A 911 call reporting a horrible smell led authorities to the discovery of Sekiya “Keya” Jones’ body on Sept. 3.
She was stuffed in a suitcase that had been wrapped with a bungee cord and tossed in a wooded area in the Long Island town of Huntington. Inside the suitcase, she was found curled up in a fetal position and bound with black cords.
A suspect who lives at a nearby apartment building is now in custody, and the family is demanding justice for the “sweetest” woman nicknamed “Cheese” because of her constant smile.
On Sept. 9, police arrested Ronald Schroeder at Penn Station in Manhattan on an outstanding warrant for previous drug charges dating back to May, including intent to sell methamphetamine, reported Huntington Now.
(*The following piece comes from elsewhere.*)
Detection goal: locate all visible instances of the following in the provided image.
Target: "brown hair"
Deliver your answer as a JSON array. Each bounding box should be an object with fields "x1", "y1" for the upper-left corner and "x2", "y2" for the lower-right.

He has now been accused of concealing Jones’ corpse, with more charges possible, pending an investigation. When he was detained, police say he was carrying the date rape drug GHB.
Jones’ frantic mother, Yolanda Terrell, reported the 31-year-old missing on Aug. 16 and was at her wit’s end searching for weeks for her daughter, who had a history of mental health issues. Terrell didn’t learn about her tragic death until she saw a news update on the mysterious “suitcase murder” that had rocked the Long Island community.
“I’m looking, and I’m looking, and I can’t find her, and I come back from vacation, and I see on the news that my daughter is in a (expletive) suitcase,” she told ABC7.
Schroeder allegedly provided a “detailed admission” to detectives after being informed his apartment on Nassau Road had a “strong odor of human remains,” Prosecutors told local news outlet Newsday.
Surveillance video captured Jones in the hallways of his apartment building, and one neighbor reportedly said she heard a woman screaming around 3 a.m. on Sept. 1, though the neighbor’s account has not been substantiated.
Jones had struggled with mental health and drug addiction for more than a decade, according to a GoFundMe set up by her family, who emphasized her “humble and loving” nature.
“She tried her best with the little strength she did have, but it just wasn’t enough,” it read.
“We could not help her get a hold of her mental illness, and with this being said, that does not give anybody the right to put their hands on my sister and put her in a suitcase and stuff her inside the bushes like she was nothing,” her sister Shasia Correnthi told ABC7.
Emotions ran high as family and friends gathered for a candlelight vigil on Sept. 5 to remember Jones, who left behind a 4-year-old son.
“She was the life of the party, always smiling,” her grieving mother told the crowd who gathered near where her body was found. “My daughter is going to get justice,” she continued via Fox 5. “She did not need to be thrown in this f—king ditch over here, the way that she was thrown in that suitcase. Nobody deserves that.”
Schroeder did not appear in court for the charge of hiding Jones’ body because of a “highly contagious airborne” illness. He is due back in court on Sept. 12 and is being held without bail.